If Pod2 is not responsive, Pod1 will call the notifyUnhealthyPod endpoint of the Shard Manager. The Shard Manager will check with the Health API (e.g. Kubernetes) if the pod is still alive and unregister it if not. Pod1 will keep retrying and hopefully a new pod will be assigned very soon.

# Rebalance Algorithm

The rebalance process is the action of assigning or unassigning shards from/to pods. It is triggered:

  • when the first pod registers (it will be assigned all shards)
  • when a pod unregisters
  • on a regular interval defined by rebalanceInterval (see Config)

The workflow is designed so that a shard can never be assigned to 2 different pods at the same time.

  1. Shard Manager decides which shards should be assigned and unassigned (see Assignment Algorithm).
  2. Shard Manager pings all pods involved in assignments and unassignments to check that they are responsive (default timeout = 3s, defined by pingTimeout (see Config)). This step is to avoid dealing with dead nodes, which would slow down the rebalance process. Unresponsive pods are removed from assignments and unassignments. Pings are done in parallel.
  3. Shard Manager calls the unassign endpoint of all pods that have shards to unassign. This is done in parallel. When unassign succeeds, it means all local entities on those shards have been stopped and are ready to be reassigned.
  4. Any shard that failed to be unassigned is removed from the assignment list.
  5. Shard Manager calls the assign endpoint of all pods that have shards to assign. This is done in parallel.
  6. If there were any pods that failed to be pinged, unassigned or assigned, we check with the Health API if those pods are still alive. If they are not, we unregister them and trigger another rebalance immediately after.
  7. Shard Manager persists the new assignments to the chosen Storage and pods get notified of the changes.
  8. If anything failed, another rebalance will be triggered after a retry interval defined by rebalanceRetryInterval (see Config).

# Assignment Algorithm

The assignment algorithm aims at giving the same amount of shards to each pod. It also cares about the pod version, so that in case of a rolling update, shards are assigned in priority to "new" pods in order to limit the number of assignments.

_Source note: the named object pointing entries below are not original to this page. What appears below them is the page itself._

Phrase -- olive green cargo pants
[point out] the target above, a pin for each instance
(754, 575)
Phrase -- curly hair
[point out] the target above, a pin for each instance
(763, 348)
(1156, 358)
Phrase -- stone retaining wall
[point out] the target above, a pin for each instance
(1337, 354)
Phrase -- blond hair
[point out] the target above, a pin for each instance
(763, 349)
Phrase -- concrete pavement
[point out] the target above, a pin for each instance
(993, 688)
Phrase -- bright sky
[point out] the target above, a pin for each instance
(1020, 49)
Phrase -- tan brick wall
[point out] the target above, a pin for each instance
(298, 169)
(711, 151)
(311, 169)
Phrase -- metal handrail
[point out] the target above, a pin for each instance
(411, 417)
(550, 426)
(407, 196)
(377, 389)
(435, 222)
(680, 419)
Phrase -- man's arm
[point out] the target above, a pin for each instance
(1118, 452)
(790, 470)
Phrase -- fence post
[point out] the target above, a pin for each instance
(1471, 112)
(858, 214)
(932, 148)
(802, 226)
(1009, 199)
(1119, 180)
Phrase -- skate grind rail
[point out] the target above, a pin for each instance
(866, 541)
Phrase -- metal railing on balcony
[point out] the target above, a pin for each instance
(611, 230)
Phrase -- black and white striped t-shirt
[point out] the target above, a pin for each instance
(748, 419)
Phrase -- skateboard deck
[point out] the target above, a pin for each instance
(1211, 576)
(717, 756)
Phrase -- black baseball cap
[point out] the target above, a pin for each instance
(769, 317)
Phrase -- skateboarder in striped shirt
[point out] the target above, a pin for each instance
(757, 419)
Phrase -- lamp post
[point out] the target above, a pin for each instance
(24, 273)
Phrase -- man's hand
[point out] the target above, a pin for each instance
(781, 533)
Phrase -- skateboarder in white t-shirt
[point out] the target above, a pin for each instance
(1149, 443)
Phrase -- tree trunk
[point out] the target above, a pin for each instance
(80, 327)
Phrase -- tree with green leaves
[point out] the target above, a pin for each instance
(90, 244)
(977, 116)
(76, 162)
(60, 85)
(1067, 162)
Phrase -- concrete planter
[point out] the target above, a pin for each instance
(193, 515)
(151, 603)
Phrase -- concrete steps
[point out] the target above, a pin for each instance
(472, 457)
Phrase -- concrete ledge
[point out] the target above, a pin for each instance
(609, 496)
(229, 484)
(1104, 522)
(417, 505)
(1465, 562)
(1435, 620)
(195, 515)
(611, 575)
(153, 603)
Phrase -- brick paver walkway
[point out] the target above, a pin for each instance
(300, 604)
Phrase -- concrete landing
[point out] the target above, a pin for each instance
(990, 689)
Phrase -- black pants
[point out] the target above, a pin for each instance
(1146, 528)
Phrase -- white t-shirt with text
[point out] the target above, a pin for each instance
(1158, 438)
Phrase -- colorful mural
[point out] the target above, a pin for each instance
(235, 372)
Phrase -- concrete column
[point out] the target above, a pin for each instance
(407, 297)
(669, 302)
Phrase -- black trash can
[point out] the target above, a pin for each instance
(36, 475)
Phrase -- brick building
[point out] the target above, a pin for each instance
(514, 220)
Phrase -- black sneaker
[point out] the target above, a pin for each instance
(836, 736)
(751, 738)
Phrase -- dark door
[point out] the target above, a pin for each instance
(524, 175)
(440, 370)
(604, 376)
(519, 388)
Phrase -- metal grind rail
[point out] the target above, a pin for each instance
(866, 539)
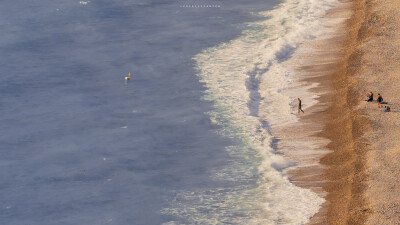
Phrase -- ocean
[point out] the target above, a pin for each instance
(186, 141)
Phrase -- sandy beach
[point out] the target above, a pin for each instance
(360, 175)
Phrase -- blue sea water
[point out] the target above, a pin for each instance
(79, 145)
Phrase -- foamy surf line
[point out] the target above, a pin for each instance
(251, 82)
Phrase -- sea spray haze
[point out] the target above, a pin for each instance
(185, 141)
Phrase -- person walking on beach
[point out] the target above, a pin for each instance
(299, 108)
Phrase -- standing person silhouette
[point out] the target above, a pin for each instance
(299, 109)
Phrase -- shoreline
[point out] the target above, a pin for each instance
(345, 126)
(304, 142)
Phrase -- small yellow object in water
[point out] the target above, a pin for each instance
(128, 77)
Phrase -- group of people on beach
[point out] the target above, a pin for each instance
(379, 99)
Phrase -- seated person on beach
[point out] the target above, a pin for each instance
(370, 97)
(386, 109)
(379, 98)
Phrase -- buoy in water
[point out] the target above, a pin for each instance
(128, 77)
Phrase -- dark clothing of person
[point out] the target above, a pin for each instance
(370, 98)
(299, 109)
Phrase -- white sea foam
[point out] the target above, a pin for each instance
(251, 85)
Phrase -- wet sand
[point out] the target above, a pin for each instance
(360, 175)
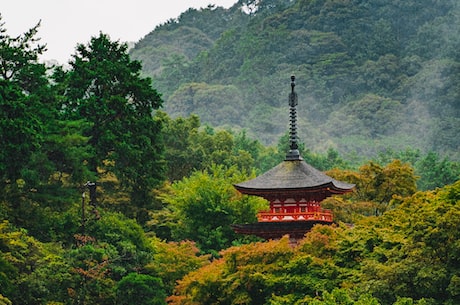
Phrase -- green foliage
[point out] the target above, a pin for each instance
(371, 75)
(140, 289)
(204, 205)
(104, 87)
(408, 255)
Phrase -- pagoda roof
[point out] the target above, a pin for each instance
(293, 176)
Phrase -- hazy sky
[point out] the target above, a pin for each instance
(65, 23)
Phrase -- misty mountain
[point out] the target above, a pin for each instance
(371, 75)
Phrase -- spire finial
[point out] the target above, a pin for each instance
(293, 153)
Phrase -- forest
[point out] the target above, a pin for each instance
(109, 196)
(374, 75)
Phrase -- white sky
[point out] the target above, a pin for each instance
(66, 23)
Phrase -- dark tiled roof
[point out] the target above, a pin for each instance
(294, 175)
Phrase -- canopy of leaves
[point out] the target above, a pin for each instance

  1. Shard Manager calculates the average number of shards per pod (number of shards / number of pods).
  2. For each pod: if the number of shards assigned to this pod is higher than the average, randomly pick a number of these shards equal to the difference. Those are called extraShardsToAllocate. If some pods have different versions, extraShardsToAllocate is set to empty (it means we’re in the middle of a rolling update, we don’t want to rebalance).
  3. Shards to rebalance = unassigned shards + extraShardsToAllocate. We sort them to handle unassigned shards first, then shards on the pods with most shards, then shards on old pods.
  4. For each shard to rebalance:
  5. Find the pod that has the least amount of shards. Pods that don’t have the latest version are excluded from this search (we don’t want to assign shards to old pods since they will be stopped soon).
  6. If that pod is the pod the shard is currently assigned to, don’t create any assignments.
  7. If that pod has only 1 less shard than the currently assigned pod, don’t create any assignments (not worth rebalancing if they have only 1 difference).
  8. Otherwise, create a new assignment for that shard to that pod, and an unassignment for that shard from its previous pod (if any).